# Gaming Maus - ähnlich wie Microsoft Sidewinder



## CHAOSChewie (29. Oktober 2015)

*Gaming Maus - ähnlich wie Microsoft Sidewinder*

Hallo Leute,

ich möchte mir demnächst eine neue Gaming Maus zulegen. Momentan habe ich die R.A.T. 7 von MadCatz und bin eigentlich ganz zufrieden. Die Maus ist allerdings in die Jahre gekommen und es stört mich dass die Seitentasten horizontal angebracht sind. Vor der R.A.T.7 hatte ich eine Microsoft Sidewinder und war sehr zufrieden. Vor allem haben mich die vertikalen Seitentasten begeistert. Leider gibt es die Sidewinder nur noch gebraucht zu horrenden Preisen zu kaufen... Kennt ihr eine Maus mit vertikalen Seitentasten? 
Ich möchte hier gleich dazu sagen, dass ich nicht von MMO Mäusen mit 12 Tasten an der Seite spreche. Das sind mir eindeutig zu viele Tasten.

Beste Grüße,
CHAOSChewie


----------



## Vordack (29. Oktober 2015)

Moin, wenn Du mit Seitentasten die Tasten für den Daumen meinst würde ich Dir diese empfehlen: 

Sharkoon Fireglider: Neue Gaming-Maus im Hands-on-Test


----------



## CHAOSChewie (29. Oktober 2015)

Ja ich meine mit den Seitentasten die Tasten für den Daumen. Die Fireglider und die Dark Glider habe ich mir auch schon angeschaut allerdings liegen bei beiden die Seitentasten nicht wirklich vertikal übereinander.


----------



## Vordack (29. Oktober 2015)

Achso Du meinst daß die Seitentasten VERTIKAL übereinander liegen... ich hatte früher auch die SW, kann mich daran aber nicht erinnern. Nein, bei der Fireglider sind die nebeneinander.

Naja, viel Glück


----------



## Herbboy (29. Oktober 2015)

Das ist schwierig, denn dass die Daumentasten "voreinander" platziert sind hat sich halt etabliert. Ich kenne das Problem selber, da ich keine großen Hände habe und die Hand auch immer sehr weit hinten auf der Maus hab - an die vordere der beiden Daumentasten bei den typischen Mäusen komme ich daher gar nicht ran, ohne umzugreifen. Die Taste ist für mich daher nutzlos. 

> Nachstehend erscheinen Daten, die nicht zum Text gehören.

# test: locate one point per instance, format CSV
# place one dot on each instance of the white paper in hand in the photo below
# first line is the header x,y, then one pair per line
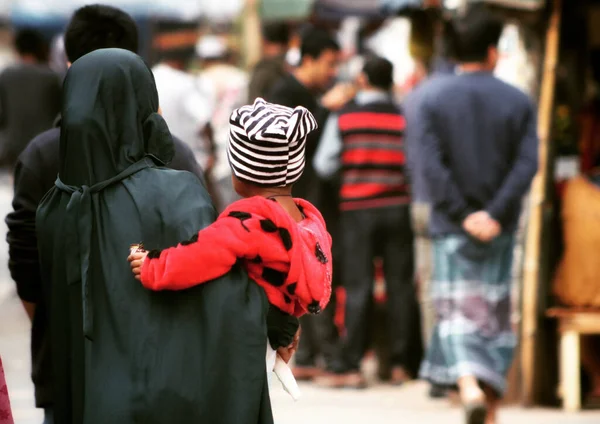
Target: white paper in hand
x,y
283,373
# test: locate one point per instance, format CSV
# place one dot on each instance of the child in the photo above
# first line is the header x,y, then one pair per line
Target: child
x,y
282,241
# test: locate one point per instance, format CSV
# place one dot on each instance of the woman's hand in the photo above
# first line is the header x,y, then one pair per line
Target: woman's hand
x,y
136,260
286,353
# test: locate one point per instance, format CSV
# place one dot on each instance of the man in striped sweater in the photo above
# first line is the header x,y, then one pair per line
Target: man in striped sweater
x,y
364,143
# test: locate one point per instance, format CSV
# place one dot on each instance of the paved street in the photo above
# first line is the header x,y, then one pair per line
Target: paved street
x,y
379,405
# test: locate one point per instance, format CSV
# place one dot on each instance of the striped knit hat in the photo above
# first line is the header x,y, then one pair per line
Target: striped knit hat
x,y
267,142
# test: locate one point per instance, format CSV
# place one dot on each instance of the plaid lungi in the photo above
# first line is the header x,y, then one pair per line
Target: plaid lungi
x,y
471,291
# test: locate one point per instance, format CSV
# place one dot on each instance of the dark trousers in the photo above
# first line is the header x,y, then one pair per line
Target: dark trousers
x,y
319,338
367,234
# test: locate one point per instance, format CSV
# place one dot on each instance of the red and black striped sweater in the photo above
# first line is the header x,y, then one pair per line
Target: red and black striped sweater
x,y
373,157
290,260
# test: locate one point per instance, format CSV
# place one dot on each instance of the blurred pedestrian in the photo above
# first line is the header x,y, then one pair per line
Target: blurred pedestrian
x,y
272,66
29,96
365,141
478,147
303,86
187,105
229,85
91,28
420,205
5,410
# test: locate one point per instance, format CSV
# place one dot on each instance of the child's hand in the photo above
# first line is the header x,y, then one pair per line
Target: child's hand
x,y
136,260
286,353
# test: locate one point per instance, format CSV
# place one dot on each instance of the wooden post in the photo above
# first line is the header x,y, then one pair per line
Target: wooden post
x,y
251,33
530,302
570,379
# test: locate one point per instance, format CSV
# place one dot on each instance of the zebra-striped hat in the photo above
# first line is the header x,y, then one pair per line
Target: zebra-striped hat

Hier Drückend überlegen: Tipps zu Mäusen und Marktübersicht  gab es am Wochendende ein Maus-Special, da kannst du zumindest schon Mal schauen, was es für Mäuse in Deinem Budgetbereich gibt, und dann vlt auf Basis der sonstigen Dinge wie Laser vs optisch und Anzahl Tasten dann die Mäuse unter die Lupe nehmen. Eine "MMO"-Maus wäre ja sicherlich etwas übertrieben, nur um Dein Problem zu lösen - also so eine zB http://www.amazon.de/Mad-Catz-M-M-O-TE-Gaming-Maus/dp/B00MHTF1MO  da hast du halt viele Tasten an der Seite, auch untereinander.


Eine Möglichkeit wäre zum Beispiel die Logitech G502, wenn sie Dir nicht zu teuer ist Logitech G502 Proteus Core Tunable Gaming Maus: Amazon.de: Computer & Zubehör   da hast du zwar auch "horizontal" platzierte Daumentasten, aber du hast oben und unten je zwei, so dass du (siehe zweites Bild) am Ende die Tasten G7 und G5 doch quasi "übereinander" liegen. G7 liegt zwar ein BISSCHEN weiter vorne, aber vlt geht das ja noch.

Oder vielleicht - wenn Dein Problem wie bei mir gelagert ist - wäre eine Maus okay, bei der die Daumentasten nicht so weit vorne liegen. Da könnte man dann den "hinteren" Button mit leicht angewinkeltem und den vorderen mit leicht ausgestrecktem Daumen problemlos bedienen.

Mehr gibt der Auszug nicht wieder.